There is only one toc node (if present) in any document. The node of this type contains text like “Содержание”. The toc node is less important than root, has the equal depth as body and more important than the rest of the nodes. The toc node is optional – there are cases when documents don’t have a TOC.
toc_item: one item of the Table of contents.
It contains the header text and the page where it is located. All toc_item nodes are children of the toc node, i.e. are less important. The toc_item is an optional node, it occurs along with the toc node.
body: node containing the rest of the document content.
There is only one body node in any document. It is obligatory for any document of technical specification type. This is an auxiliary node with empty text, it is nested in the root node along with a table of contents (toc node). All of the rest document lines (except root and toc) are children of the body node.
part: header node of great importance.
If the document header differs greatly from the most of other body text lines (by font size, capital letters), it has this type. It is optional, because if headers don’t differ greatly, other types are used (named_item ot item). Nodes of part type are nested in the body node and are more important than the rest of body nodes (named_item, item, raw_text).

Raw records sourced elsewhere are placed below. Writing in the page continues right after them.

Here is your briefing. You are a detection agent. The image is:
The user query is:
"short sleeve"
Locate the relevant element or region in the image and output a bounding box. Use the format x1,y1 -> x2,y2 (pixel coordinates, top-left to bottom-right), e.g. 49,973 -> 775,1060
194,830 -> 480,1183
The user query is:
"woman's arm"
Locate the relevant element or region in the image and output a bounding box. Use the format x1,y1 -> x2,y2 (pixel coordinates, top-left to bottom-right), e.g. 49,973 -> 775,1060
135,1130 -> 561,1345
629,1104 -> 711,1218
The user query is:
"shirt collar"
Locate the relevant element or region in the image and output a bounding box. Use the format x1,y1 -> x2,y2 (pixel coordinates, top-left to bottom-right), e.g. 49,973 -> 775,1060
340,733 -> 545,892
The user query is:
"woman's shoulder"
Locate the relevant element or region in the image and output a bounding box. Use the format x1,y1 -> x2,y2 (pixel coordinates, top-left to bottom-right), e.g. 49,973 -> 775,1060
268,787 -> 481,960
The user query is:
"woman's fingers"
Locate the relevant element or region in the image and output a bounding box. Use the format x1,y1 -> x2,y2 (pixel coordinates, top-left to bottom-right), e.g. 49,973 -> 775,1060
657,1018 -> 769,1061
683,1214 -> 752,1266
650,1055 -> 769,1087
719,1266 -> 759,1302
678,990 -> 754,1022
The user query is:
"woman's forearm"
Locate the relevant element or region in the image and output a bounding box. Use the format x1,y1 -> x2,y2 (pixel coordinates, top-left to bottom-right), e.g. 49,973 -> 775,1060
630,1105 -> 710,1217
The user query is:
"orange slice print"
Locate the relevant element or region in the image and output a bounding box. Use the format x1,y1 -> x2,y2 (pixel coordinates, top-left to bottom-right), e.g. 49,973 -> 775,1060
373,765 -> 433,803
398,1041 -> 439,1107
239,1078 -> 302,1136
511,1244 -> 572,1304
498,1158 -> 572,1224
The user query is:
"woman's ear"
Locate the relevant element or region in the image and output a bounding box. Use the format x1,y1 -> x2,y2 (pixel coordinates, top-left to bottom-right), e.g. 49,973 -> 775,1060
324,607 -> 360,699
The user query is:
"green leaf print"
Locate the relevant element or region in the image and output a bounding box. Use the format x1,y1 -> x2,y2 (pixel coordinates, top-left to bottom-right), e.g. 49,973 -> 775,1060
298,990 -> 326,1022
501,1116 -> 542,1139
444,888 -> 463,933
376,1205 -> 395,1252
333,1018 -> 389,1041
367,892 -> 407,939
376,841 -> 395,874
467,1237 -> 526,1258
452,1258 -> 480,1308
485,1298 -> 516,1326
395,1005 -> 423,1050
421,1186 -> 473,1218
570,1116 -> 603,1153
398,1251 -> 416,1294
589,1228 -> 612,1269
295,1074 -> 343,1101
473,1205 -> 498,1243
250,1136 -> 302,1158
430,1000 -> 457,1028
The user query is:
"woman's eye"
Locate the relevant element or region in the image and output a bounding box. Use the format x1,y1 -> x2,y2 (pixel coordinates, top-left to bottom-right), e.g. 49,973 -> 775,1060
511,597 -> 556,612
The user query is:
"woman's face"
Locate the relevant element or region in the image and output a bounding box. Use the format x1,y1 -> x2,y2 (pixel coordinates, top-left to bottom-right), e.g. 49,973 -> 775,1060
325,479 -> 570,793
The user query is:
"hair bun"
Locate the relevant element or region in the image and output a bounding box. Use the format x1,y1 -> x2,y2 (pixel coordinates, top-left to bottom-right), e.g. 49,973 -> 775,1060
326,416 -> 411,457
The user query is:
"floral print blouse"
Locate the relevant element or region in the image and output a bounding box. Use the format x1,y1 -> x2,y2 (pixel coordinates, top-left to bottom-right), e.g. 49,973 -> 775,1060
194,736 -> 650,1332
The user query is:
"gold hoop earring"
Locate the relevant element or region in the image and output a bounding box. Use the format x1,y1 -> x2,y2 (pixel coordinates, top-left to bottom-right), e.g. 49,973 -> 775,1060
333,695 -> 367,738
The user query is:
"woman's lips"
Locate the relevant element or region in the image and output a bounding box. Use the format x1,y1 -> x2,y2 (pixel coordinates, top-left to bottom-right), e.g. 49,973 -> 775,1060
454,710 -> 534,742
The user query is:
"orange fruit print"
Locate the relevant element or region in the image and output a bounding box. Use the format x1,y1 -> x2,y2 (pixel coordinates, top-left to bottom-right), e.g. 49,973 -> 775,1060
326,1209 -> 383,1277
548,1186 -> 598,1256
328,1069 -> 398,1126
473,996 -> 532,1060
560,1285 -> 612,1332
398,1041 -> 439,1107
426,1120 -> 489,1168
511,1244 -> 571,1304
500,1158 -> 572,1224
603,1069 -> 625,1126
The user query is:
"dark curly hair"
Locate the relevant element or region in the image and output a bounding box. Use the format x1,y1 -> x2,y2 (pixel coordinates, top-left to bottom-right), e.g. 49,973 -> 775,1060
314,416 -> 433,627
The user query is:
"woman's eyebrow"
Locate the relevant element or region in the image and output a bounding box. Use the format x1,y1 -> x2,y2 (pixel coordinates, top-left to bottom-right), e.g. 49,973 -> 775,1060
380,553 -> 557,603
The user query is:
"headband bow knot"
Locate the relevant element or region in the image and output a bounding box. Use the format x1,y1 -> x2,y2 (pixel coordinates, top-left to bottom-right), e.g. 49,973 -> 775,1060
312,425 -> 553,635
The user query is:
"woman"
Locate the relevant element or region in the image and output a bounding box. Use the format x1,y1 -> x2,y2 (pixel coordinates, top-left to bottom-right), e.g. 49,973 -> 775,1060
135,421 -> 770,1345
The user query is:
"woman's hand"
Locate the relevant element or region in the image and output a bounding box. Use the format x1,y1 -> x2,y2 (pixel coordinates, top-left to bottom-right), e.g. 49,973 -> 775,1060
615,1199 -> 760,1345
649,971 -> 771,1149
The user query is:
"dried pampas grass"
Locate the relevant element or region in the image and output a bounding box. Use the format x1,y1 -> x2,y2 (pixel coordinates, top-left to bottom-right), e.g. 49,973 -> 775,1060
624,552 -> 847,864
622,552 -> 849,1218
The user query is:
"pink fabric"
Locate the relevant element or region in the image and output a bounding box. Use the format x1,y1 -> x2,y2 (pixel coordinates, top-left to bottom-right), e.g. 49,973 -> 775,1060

named_item: header node that visually differs from the rest of textual lines.
If the text is a document header (is an element of dotted list, is highlighted by bold font, capital letters, etc.), it has this type. It is optional, because if headers aren’t visually highlighted, item type is used. Nodes of named_item type are nested in the part or body (if parts are absent) nodes and are more important than item and raw_text nodes.
item: header node with numeration or an element of any list.
The text of item nodes consists of numeration only, e.g. “1)”. The rest of the line’s text is located in the nested raw_text node. Nodes of item type are nested in the named_item, part (if named_item nodes are absent) or body (if part, named_item nodes are absent) nodes and are more important than raw_text nodes.
raw_text: node referring to a simple document line.
It has the least importance in the document tree hierarchy, so it is situated in the leaves of the tree. It is nested to the node corresponding the previous line with more important type.